Canadian Internet Registration Authority’s parking garage hit with ransomware
- The attack enabled anyone to park their vehicles for free without verifying the access cards.
- It is believed that the malware used in the attack belongs to the Dharma ransomware family.
A ransomware attack on the Canadian Internet Registration Authority (CIRA) has allowed outsiders to enter the parking garage without any security check. The attack enabled anyone to park their vehicles for free without verifying the access cards.
What happened - Spencer Callaghan, communications manager at CIRA, revealed that the agency’s parking garage suffered a ransomware attack on March 26, 2019, and this persisted till the next day. It is believed that the malware used in the attack belongs to the Dharma ransomware family.

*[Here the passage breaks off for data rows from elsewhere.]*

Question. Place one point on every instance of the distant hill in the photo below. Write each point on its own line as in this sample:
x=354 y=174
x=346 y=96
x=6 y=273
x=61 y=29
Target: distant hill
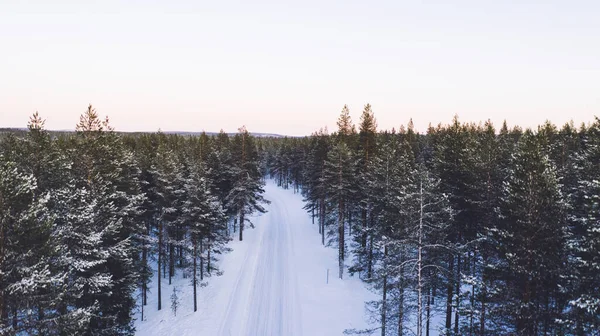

Although it is unclear if the hackers have gained access to employees’ personal data, the Callaghan claims that there was no power failure, a mechanical issue or system crash due to the attack.
About the affected garage - The huge parking space is operated by a private company Precise ParkLink. One of the affected entrance to the garage is at the TD Place Stadium. The systems at the said entrance were down till Wednesday evening. The ransomware locked the systems and displayed a ransom note on the screen that points to Dharma ransomware.
According to Bleeping Computer, the email address - sqlbackup2@mail[.]fr - used in the ransom note, indicates that variant uses the extension '.eth' on the encrypted files.
The firms do not have the backup of files. This implies that it is going to cost a huge when restoring the affected systems.